Choledochal cysts are classified by the portion of the bile duct affected, according to specialists at the University Center for Fetal Medicine. Type I, fusiform dilation of the common bile duct, accounts for up to 90 percent of all choledochal cysts and makes up the majority of cysts diagnosed prenatally. Choledochal cysts in infants are rare but are diagnosed predominantly in females. Associated anomalies are rare with choledochal cysts.
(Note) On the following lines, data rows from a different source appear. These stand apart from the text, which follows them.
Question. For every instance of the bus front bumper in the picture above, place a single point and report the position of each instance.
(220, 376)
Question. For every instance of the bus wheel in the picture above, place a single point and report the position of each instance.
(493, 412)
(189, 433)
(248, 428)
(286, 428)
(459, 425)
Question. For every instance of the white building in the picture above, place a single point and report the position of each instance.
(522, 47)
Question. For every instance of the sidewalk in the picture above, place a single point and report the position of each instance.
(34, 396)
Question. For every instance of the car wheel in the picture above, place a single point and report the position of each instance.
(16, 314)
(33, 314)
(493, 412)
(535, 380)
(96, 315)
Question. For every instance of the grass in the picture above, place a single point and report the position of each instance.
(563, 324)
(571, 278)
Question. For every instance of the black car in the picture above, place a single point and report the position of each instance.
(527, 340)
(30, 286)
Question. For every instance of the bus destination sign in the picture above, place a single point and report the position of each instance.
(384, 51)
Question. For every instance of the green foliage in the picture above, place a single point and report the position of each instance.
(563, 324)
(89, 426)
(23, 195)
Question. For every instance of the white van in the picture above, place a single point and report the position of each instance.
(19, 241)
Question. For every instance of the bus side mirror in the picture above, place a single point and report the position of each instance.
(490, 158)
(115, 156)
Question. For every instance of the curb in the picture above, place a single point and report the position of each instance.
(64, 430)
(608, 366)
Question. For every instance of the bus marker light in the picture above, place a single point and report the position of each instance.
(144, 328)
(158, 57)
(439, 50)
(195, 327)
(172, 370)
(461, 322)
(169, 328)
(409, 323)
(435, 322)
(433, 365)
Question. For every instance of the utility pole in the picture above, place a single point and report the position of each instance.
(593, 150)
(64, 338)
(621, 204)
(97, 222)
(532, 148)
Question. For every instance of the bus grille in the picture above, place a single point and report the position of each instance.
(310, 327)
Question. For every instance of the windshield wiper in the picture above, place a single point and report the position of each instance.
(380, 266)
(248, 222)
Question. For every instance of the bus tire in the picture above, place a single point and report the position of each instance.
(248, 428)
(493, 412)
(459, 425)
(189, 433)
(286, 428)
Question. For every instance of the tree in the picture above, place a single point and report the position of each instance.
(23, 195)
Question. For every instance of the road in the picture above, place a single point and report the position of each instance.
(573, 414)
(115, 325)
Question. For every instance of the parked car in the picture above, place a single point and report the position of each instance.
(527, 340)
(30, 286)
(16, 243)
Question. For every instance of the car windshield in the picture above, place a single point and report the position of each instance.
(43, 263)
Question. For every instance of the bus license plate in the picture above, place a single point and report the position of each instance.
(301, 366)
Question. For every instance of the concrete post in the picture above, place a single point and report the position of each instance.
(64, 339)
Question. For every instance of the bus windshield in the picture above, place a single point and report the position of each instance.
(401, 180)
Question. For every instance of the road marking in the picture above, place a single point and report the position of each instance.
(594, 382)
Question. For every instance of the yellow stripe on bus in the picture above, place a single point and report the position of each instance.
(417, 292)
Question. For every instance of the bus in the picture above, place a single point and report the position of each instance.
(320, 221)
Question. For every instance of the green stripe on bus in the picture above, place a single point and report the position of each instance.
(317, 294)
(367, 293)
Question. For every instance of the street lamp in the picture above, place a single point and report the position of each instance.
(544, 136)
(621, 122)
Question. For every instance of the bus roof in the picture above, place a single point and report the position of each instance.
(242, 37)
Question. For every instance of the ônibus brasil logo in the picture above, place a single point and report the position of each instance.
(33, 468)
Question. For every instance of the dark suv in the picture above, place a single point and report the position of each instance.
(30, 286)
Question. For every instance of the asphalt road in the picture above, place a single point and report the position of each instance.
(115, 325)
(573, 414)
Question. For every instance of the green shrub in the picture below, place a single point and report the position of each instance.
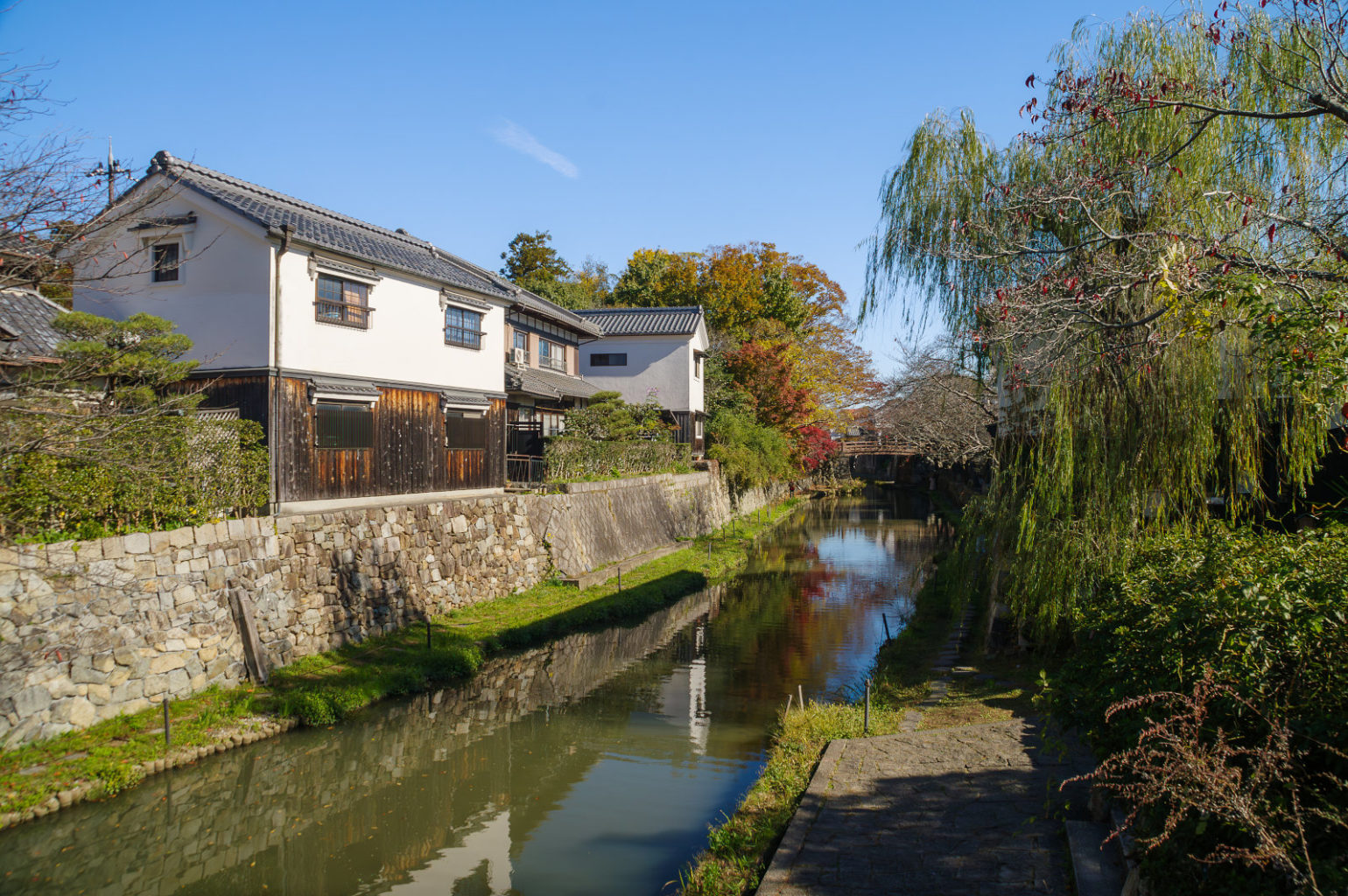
(114, 775)
(751, 453)
(573, 458)
(310, 708)
(453, 664)
(1215, 674)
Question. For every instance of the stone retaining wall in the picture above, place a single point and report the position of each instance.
(89, 629)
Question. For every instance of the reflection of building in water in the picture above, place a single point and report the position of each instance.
(683, 694)
(481, 858)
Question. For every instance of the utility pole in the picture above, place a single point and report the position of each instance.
(111, 172)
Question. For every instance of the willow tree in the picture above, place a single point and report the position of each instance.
(1155, 267)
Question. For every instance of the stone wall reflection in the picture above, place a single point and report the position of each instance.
(419, 788)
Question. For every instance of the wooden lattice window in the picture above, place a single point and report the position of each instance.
(339, 424)
(344, 302)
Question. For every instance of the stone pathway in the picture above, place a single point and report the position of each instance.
(971, 810)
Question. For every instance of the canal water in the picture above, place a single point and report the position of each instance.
(589, 766)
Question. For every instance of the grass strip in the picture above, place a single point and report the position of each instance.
(739, 850)
(321, 689)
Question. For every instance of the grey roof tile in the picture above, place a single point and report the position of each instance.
(464, 398)
(326, 229)
(26, 332)
(671, 321)
(548, 384)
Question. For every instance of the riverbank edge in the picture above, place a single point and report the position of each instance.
(741, 849)
(111, 743)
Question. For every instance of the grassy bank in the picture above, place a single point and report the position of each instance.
(324, 688)
(739, 850)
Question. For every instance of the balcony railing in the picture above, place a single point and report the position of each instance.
(342, 314)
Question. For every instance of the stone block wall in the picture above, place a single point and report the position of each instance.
(89, 629)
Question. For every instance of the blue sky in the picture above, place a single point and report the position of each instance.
(615, 125)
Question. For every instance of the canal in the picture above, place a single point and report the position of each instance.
(589, 766)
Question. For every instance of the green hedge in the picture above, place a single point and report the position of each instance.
(151, 472)
(572, 458)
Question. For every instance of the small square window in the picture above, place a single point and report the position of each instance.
(344, 426)
(462, 327)
(165, 262)
(344, 302)
(551, 356)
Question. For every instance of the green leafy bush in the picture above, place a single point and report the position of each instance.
(115, 775)
(751, 453)
(1215, 673)
(310, 708)
(454, 664)
(109, 439)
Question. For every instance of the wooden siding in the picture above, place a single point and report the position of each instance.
(249, 394)
(686, 431)
(409, 454)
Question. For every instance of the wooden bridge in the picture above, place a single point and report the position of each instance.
(853, 448)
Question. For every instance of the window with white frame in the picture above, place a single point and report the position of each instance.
(462, 327)
(344, 302)
(165, 260)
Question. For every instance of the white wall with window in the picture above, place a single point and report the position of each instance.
(636, 364)
(211, 276)
(413, 331)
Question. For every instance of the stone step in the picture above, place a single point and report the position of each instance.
(1098, 871)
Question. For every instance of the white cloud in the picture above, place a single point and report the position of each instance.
(516, 137)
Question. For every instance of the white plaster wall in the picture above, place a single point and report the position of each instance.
(221, 299)
(661, 361)
(694, 383)
(404, 341)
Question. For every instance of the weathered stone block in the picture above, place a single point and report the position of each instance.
(32, 701)
(167, 662)
(155, 685)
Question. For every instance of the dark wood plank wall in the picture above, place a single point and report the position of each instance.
(409, 454)
(249, 394)
(686, 433)
(494, 458)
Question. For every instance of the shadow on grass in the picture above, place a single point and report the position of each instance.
(401, 663)
(628, 604)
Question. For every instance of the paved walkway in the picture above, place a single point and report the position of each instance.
(972, 810)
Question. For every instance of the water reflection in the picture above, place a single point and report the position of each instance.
(591, 766)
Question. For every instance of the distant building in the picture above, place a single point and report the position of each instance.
(653, 354)
(542, 379)
(27, 339)
(374, 360)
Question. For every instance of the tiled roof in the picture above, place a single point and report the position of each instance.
(26, 332)
(673, 321)
(460, 398)
(322, 228)
(346, 387)
(548, 384)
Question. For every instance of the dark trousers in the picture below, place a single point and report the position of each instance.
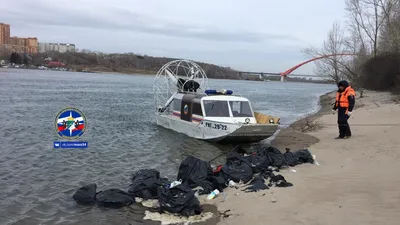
(344, 128)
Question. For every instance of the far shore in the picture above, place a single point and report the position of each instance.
(153, 73)
(356, 182)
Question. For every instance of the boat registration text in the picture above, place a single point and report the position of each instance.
(217, 126)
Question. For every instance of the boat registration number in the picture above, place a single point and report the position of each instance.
(217, 126)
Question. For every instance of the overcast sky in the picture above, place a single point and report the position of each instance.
(255, 35)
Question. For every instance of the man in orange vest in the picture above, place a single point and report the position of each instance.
(345, 100)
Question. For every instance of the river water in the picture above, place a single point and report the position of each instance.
(37, 181)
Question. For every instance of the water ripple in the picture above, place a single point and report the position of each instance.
(37, 181)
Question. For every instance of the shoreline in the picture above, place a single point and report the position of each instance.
(355, 182)
(295, 136)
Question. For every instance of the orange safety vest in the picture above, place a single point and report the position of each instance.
(342, 98)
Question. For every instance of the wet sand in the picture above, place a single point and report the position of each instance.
(356, 182)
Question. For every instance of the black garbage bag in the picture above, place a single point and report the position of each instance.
(114, 198)
(298, 157)
(194, 172)
(258, 163)
(86, 195)
(179, 199)
(145, 183)
(257, 184)
(218, 182)
(240, 171)
(279, 181)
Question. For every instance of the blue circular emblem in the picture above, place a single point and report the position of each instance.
(185, 109)
(70, 123)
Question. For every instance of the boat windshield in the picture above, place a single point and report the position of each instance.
(216, 108)
(241, 109)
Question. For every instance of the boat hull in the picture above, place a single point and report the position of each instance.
(218, 131)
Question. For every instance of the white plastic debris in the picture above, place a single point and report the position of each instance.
(232, 184)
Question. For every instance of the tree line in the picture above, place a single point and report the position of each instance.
(117, 62)
(372, 35)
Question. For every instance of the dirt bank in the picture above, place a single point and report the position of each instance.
(356, 182)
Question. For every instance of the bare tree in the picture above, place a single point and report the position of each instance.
(366, 18)
(334, 44)
(390, 30)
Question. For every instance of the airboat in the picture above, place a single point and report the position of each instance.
(183, 103)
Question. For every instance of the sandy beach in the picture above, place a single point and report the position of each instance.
(357, 181)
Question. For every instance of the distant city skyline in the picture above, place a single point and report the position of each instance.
(248, 36)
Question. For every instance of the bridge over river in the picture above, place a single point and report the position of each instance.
(284, 74)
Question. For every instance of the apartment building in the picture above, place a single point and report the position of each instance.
(24, 45)
(4, 34)
(56, 47)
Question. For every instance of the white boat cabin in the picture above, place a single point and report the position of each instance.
(195, 107)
Prenatal care consists of serial ultrasounds to assess maternal and fetal well-being. Delivery at a tertiary care center is advised to provide immediate and complete postnatal evaluation by a specialized team experienced in the management and treatment of both choledochal cysts and biliary atresia. Abdominal ultrasound should be performed. Postnatal magnetic resonance cholangiopancreatography (MRCP) may be helpful by providing a noninvasive and detailed 3D image of the entire biliary tree.
Once the diagnosis of a choledochal cyst has been confirmed, timing of the surgical repair depends on gestational age, size, clinical condition and presence of symptoms.
Prognosis for patients after surgical therapy for type I, II or III choledochal cyst is excellent. The long-term complications of cirrhosis, portal hypertension and malignant transformation are reduced by complete cyst resection and reconstruction.
The majority of patients with type IV cysts will have resolution of their dilated intrahepatic ducts after surgical correction and enjoy an excellent long-term outcome. In patients with Caroli’s disease (type V), intrahepatic dilatations do not resolve. This leads to recurrent cholangitis, fibrosis, portal hypertension and hepatic failure. Recently, liver transplantation has been successful in the treatment of these patients.